Fast Five
Directed by Justin Lin
Starring: Vin Diesel, Paul Walker, Jordana Brewster, Dwayne Johnson
Rated PG-13 for
intense sequences of
violence and action, sexual content, and language
2 hrs. 10 min.

My wife made me go see this film. Understand that neither of us is a gearhead, which leaves only one good reason for her insistence: Vin Diesel. That might also explain the long line we stood in at 10:15 Saturday morning to buy tickets.

Seems other wives had similar influence.

Did I want to go? Not really, but now I’m forced to publicly thank her because this film is a blowout piece of popcorn entertainment that’s exciting and often very funny. Ok, also ridiculous and implausible, but I dare you to go see this and not crack a smile.

The story picks up just after Dominic Toretto (Vin Diesel) has been sentenced in an L.A. courtroom to 25 years to life in prison, presumably for being such a pain in the butt to the L.A. police department for the last four movies.

Witnessing his sentence are his co-partner (and former L.A. cop) Brian O’Conner (Paul Walker) and his little sister Mia (Jordana Brewster), who also happens to be O’Conner’s sweetheart.
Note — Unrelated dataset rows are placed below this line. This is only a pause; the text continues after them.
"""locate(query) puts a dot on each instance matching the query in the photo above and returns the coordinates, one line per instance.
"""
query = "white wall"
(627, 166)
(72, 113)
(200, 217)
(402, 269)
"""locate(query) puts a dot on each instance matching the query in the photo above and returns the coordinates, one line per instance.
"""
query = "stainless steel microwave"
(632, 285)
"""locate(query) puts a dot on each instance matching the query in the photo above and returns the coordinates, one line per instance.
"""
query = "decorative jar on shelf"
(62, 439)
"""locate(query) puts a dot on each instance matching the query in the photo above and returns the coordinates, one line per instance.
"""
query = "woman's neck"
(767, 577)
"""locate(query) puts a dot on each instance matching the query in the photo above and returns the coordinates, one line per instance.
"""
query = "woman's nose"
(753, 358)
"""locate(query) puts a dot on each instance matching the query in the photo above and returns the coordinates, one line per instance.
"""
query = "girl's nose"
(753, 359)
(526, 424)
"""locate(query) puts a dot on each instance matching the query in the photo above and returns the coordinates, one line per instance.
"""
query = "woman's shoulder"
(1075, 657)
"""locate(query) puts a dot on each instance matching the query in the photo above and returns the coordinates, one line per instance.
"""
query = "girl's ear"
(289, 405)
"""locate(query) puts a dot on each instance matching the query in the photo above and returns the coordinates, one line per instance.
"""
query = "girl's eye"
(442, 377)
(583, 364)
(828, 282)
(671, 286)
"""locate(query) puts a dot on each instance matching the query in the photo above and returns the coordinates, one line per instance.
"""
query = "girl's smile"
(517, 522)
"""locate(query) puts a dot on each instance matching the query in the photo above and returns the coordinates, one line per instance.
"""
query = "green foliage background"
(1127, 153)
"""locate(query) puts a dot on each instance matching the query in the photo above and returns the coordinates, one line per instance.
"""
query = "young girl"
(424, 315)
Cue the next scene: Brian, Mia and a gang of hot rod shanghaiers lead a charge down a lonesome California highway. Together, they surround the L.A. County Sheriff’s bus carrying Dom to the slammer and force it to crash. Of course, Dom and the gang escape. The bus, however, does not survive.

From there, Dom and Brian sneak down to Rio, assemble a team, and become embroiled in the affairs of a notorious Brazilian gangster named Reyes (Joaquim de Almeida). Typical of these bad boys, they steal the man’s cars and money while dodging his gang members’ flying bullets.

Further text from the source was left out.